Por serem os judeus os maiores vendedores de escravos, encontrava-se na rua dos judeus este comércio. "O mercado de escravos do Recife ficava na Rua dos Mercadores ou Rua dos Judeus, hoje Rua do Bom Jesus, onde os maiores comerciantes de escravos moravam (...)" . Seus comércios iam desde a venda de escravos a carregamentos para as Províncias Unidas, de açúcar, cachaça, talvez tabaco e animais exóticos.
Pelos relatos históricos dá para se imaginar a Rua dos Judeus bem movimentada; primeiro por ser uma espécie de mercado onde de tudo se encontrava, segundo porque aos domingos a cidade toda parava, por ser um dia santo para os cristãos, e o comércio na Rua dos Judeus continuava com as portas abertas. Escolas funcionavam, os funcionários e os escravos trabalhavam normalmente servindo ao seu senhor.

Com tristeza se percebe que, entre outros, a profanação do Domingo e o comprar e vender no Dia do Senhor aumenta diariamente neste país, especialmente entre os Judeus, que mantém suas lojas de portas abertas, mandam seus filhos a escola, fazem abertamente seu trabalho manual, mandam trabalhar seus negros e escravos nas ruas, cortam lenha, etc., causando tudo isto grande escândalo e prejuízo para a religião pública .


A presença conjunta de judeus nas praças com as suas mercadorias para as vendas acabava tornando-se um ajuntamento religioso visível a todos os cristãos, e os mais conservadores da fé não gostavam muito do que apreciavam.
A aparente tolerância religiosa encontrada no Brasil permitiu que os judeus se reunissem para as suas manifestações culturais, isto não quer dizer que eles não se socializaram, pelo contrário, graças a esta tolerância, manifestavam a sua cultura e sentiam-se livres para aprender a cultura local, existindo uma socialização entre os judeus e o meio em que se encontravam.
Os judeus sefaradim de Amsterdã transitavam pelas ruas do Recife sem nenhum tipo de restrição, sendo que eles não se miscigenavam com a fé dos cristãos-velhos.

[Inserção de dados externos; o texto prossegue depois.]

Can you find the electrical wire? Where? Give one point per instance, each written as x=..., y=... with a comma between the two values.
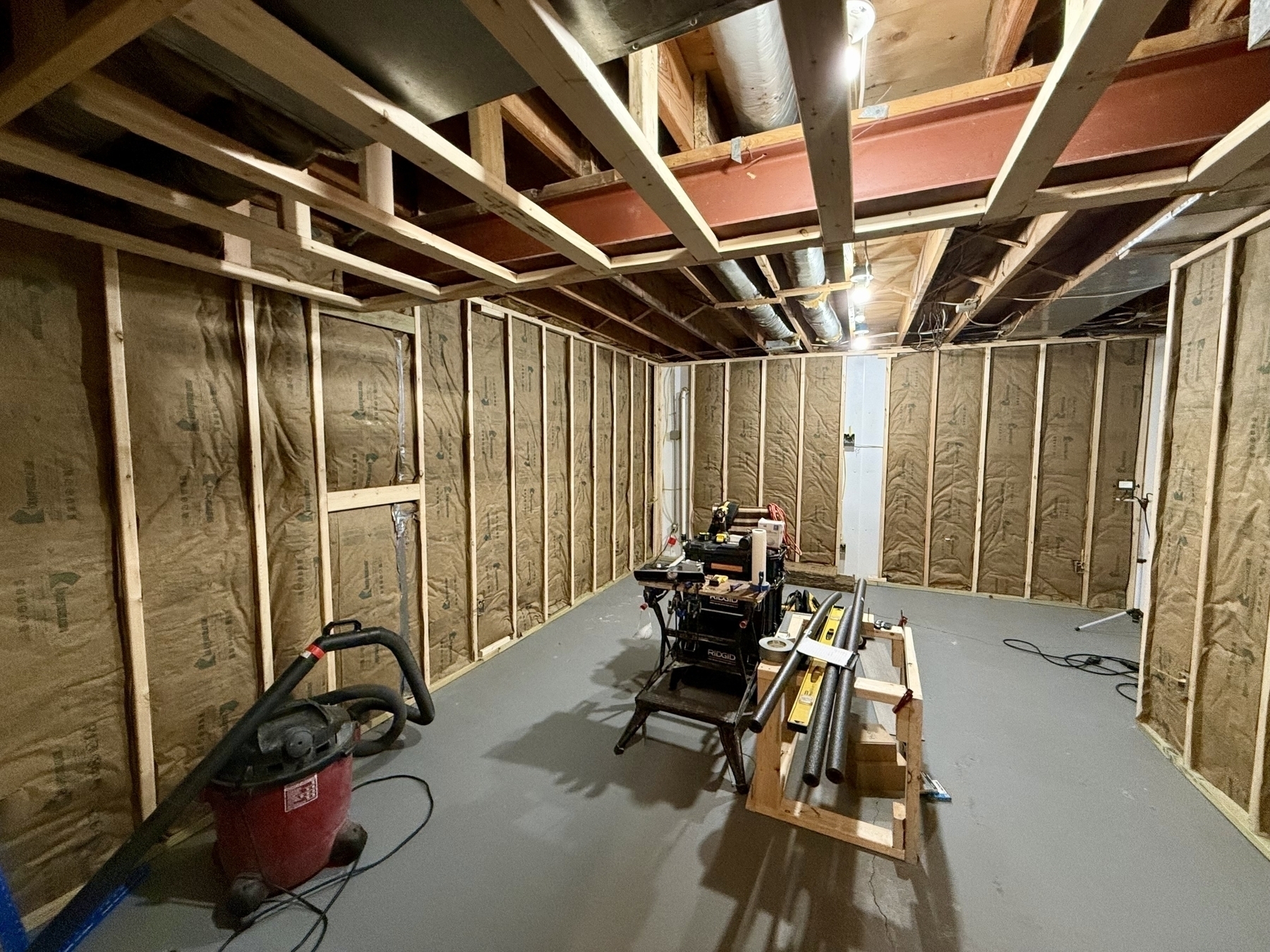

Só era possível identificá-los na hora dos serviços religiosos, em outros momentos transitavam com vestimentas normais, como se vestiam os portugueses católicos.
Manoel Fernandes Caminha, um soldado que havia servido no Brasil, denuncia uma série de pessoas que havia conhecido em Pernambuco, os quais "professavam publicamente a lei de Moisés, fazendo seus ritos e cerimônias, ajuntando-se três vezes no dia na esnoga (...) andando vestidas como judeus (...)". (SILVA, 2003, p. 261, apud: BREDA, Daniel, 2007).

Diogo Coelho de Albuquerque testemunhou que via Vasco Pires "à porta das ditas sinagogas com seu livro nas mãos, e com a cabeça encoberta como os judeus costumam cobrir, quando entram a fazer as cerimônias da sua lei" .
Os judeus de Recife quando se dirigiam ao caminho da sinagoga iam trajando vestimentas especiais, e dentro da sinagoga usavam um xale de orações chamado de Talit ou Talita . Este xale até hoje representa para eles o poder de Deus. Inclusive o uso dele é citado pela bíblia em Marcos capitulo 5 e versículos do 35 ao 43, quando Jesus faz uso desta manta para ressuscitar a filha de Jairo.
Os primeiros cultos em Recife foram realizados em casas particulares, como a de Jeoshua Jesurum de Haro e Duarte Saraiva, sendo que na residência do primeiro ficou definitivo a congregação Maguen Abraham na Cidade Maurícia, por volta de 1638. A ocupação judaica foi se consolidando em lugares privados, bastava se ter dez homens, entres eles um apto para dirigir a cerimônia e o cânone judaico já validava a o culto.
A aglomeração de judeus era em público, mas suas manifestações religiosas ocorriam em lugares privados. Apesar de tudo, muitos componentes da comunidade gostavam de manifestar a sua fé em lugares abertos, como nos mercados e praças.
Em 1640 os judeus se organizavam para construir a primeira sinagoga, chamada de KAHAL KADOSH ZUR ISRAEL, seria erigida na Rua dos Judeus, que por sinal era a principal rua de Recife, que dava acesso à cidade. A Rua dos Judeus ficava próximo ao Porto do Mar, quem chegasse de fora para conhecer a cidade de Recife, obrigatoriamente passava pela rua dos Judeus. Pois, ela era de fato a entrada por terra a Recife. Esta cena jamais poderia ser vista nas cidades da Europa, uma sinagoga na rua principal.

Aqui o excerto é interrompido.